China asks Alibaba to dispose of media assets, including SCMP: Report

Discussions over the matter between the Chinese government and Alibaba have been held since early 2021, said the WSJ report.
Discussions over the matter between the Chinese government and Alibaba have been held since early 2021, said the WSJ report.PHOTO: REUTERS

HONG KONG - The Chinese government has asked Alibaba Group Holdings to substantially shed its media assets as officials grow concerned about the technology giant’s hold over public opinion in the country.

It is unclear if United States-listed Alibaba must sell all its media assets but approval is needed from Beijing of any plan it comes up with, The Wall Street Journal reported, citing people familiar with the matter.

The article said discussions over the matter have been held since early this year, after Chinese regulators reviewed a list of media assets owned by the Hangzhou-headquartered company, whose mainstay business is online retail.

Chinese officials were reportedly appalled at the breadth of Alibaba’s reach through its media interests and asked the group to come up with a plan to significantly reduce its media holdings, the people said.

The group, founded by billionaire Jack Ma, has amassed media assets that span print, broadcast, digital, social media and advertising.

It has come under closer scrutiny in recent months, during which Mr Ma has mostly disappeared from the public eye.

Alibaba has stakes in the Twitter-like Weibo platform, several popular Chinese digital and print news outlets, as well as the well-read English-language newspaper South China Morning Post (SCMP) in Hong Kong. Several of these holdings are in US-listed companies.

These are viewed unfavourably by the Chinese Communist Party and its own powerful propaganda apparatus, the WSJ report said, adding that the party’s propaganda department did not respond to queries.

Alibaba has declined to comment. In a statement to WSJ, the company said it is a passive financial investor in media assets.

“The purpose of our investments in these companies is to provide technology support for their business upgrade and drive commercial synergies with our core commerce businesses. We do not intervene or get involved in the companies’ day-to-day operations or editorial decisions,” the group said.

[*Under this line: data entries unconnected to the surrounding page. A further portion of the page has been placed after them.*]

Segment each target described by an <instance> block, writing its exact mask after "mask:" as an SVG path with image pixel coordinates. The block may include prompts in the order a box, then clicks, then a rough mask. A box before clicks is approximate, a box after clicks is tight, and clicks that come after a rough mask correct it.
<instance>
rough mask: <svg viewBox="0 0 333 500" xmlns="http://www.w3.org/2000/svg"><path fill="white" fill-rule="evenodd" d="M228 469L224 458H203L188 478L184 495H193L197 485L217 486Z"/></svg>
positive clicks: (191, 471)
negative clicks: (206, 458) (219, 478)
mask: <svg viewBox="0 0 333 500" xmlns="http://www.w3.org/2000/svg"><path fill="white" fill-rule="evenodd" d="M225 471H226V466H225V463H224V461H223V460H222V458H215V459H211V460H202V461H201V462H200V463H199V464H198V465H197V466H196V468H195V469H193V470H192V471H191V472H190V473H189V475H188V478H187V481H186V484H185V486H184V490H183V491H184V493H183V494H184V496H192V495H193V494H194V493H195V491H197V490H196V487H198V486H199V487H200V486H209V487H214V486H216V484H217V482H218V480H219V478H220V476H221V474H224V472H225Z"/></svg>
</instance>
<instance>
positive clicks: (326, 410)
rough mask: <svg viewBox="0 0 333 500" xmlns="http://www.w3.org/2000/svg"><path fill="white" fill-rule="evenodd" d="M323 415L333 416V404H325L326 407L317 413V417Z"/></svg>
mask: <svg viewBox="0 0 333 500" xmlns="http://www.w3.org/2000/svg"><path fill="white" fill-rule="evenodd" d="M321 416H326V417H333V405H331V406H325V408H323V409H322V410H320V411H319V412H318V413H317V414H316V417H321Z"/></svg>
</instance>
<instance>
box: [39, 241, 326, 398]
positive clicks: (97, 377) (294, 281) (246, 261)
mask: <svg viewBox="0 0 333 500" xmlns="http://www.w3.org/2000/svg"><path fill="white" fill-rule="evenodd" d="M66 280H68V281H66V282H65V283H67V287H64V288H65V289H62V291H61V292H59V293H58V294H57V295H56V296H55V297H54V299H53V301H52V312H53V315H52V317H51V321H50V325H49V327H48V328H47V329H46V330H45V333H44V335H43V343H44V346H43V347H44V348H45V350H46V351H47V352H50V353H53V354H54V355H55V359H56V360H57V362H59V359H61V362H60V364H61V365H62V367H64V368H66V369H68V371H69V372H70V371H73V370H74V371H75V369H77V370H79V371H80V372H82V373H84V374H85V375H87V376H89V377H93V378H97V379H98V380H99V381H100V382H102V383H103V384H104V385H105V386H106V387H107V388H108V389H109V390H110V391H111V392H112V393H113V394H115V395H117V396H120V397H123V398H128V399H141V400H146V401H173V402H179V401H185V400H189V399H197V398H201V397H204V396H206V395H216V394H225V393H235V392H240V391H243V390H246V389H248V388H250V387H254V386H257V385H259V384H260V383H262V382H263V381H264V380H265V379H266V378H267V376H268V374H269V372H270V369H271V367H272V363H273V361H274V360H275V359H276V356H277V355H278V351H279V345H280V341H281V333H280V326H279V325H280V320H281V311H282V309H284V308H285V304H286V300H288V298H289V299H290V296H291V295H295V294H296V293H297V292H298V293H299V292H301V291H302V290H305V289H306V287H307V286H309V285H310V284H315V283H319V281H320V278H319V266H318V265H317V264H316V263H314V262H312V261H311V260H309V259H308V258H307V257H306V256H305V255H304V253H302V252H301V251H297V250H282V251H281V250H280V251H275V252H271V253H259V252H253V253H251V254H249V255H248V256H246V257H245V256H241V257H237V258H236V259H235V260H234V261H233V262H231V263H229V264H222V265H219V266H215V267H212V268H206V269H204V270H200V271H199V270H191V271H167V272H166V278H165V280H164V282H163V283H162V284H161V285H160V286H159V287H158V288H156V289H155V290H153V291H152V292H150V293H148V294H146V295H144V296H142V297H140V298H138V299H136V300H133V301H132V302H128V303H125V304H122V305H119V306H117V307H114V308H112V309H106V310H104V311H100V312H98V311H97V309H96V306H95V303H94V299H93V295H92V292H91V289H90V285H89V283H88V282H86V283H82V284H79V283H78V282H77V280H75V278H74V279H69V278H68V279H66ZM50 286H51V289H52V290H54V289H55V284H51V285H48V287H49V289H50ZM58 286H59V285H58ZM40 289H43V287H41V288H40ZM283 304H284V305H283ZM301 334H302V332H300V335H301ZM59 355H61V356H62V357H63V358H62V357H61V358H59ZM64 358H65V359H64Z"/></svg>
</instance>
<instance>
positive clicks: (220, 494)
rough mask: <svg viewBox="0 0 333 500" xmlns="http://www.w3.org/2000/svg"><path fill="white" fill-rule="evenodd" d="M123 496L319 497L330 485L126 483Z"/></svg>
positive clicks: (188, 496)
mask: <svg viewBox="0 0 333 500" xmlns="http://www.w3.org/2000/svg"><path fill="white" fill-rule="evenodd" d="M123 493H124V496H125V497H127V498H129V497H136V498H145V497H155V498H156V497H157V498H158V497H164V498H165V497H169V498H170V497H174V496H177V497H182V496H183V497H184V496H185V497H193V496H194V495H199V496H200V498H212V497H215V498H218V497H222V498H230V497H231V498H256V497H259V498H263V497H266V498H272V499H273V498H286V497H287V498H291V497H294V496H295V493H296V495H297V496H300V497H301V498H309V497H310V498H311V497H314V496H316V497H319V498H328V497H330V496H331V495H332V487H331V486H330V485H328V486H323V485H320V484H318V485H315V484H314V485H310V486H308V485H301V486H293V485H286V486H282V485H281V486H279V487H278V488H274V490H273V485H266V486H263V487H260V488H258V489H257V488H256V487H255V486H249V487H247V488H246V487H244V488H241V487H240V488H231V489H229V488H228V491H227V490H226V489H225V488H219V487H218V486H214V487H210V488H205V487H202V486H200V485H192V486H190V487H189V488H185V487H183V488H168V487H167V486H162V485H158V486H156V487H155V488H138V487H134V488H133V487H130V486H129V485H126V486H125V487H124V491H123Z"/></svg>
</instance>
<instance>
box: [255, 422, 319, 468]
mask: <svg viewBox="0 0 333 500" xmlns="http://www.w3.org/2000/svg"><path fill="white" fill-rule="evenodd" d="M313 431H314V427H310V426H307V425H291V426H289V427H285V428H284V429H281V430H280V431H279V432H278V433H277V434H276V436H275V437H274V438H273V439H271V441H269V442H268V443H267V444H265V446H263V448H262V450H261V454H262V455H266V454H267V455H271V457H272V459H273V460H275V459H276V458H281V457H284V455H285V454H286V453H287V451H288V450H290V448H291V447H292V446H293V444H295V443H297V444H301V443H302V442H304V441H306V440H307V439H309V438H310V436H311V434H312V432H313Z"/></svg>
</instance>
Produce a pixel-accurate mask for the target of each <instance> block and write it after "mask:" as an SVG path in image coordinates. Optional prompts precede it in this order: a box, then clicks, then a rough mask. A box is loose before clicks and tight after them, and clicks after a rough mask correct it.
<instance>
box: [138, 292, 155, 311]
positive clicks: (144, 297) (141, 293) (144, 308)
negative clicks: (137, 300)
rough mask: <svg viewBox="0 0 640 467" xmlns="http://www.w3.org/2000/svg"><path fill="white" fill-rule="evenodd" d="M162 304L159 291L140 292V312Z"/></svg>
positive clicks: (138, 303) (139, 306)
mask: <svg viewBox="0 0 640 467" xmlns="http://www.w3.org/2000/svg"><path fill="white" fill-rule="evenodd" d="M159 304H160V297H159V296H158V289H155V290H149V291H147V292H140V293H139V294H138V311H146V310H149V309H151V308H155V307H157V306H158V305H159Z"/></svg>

It is understood that the news came as a surprise to the SCMP editorial team. When contacted, its spokesman said: “The South China Morning Post has no operational integration with Alibaba and editorial decisions are made independently within SCMP.”

In December 2015, Alibaba agreed to a US$266 million deal to acquire SCMP and other media assets in an all-cash purchase from Malaysian tycoon Robert Kuok, who had owned the paper since 1993.

Back then, the SCMP Group had cited an “uncertain” future for traditional publishing as a key reason for the sale. It also said Alibaba would likely be able to “unlock greater value” from the business.

Besides the Chinese tech giant’s media and online retail arms, Alibaba also has a sizeable entertainment division that is made up largely of Hong Kong-listed Alibaba Pictures Group and Youku Tudou – one of China’s largest video-streaming platforms.

The article said concerns have grown in recent years over Alibaba’s media clout and how the company may have leveraged its investments in news and social media to influence government policies deemed unfavourable to its businesses.

The asset-disposal discussions are coming in the wake of run-ins between Beijing and Mr Ma.

Late last year, Chinese leader Xi Jinping personally scuttled plans by Ant Group to launch what would have been the world’s largest initial public offering in both Hong Kong and Shanghai.

This, as there has been increasing unease in Beijing over Ant’s complex ownership structure and the risks the company – Alibaba’s fintech subsidiary – could add to the Chinese financial system.

President Xi was said to be angered with Mr Ma for criticising his efforts to strengthen financial oversight.

Antitrust regulators are now preparing to levy a record fine in excess of US$975 million (S$1.3 billion) over what they call anti- competitive practices on Alibaba’s e-commerce platforms.

Alibaba is also said to be required to end a practice forbidding merchants from selling goods on both Alibaba and rival platforms.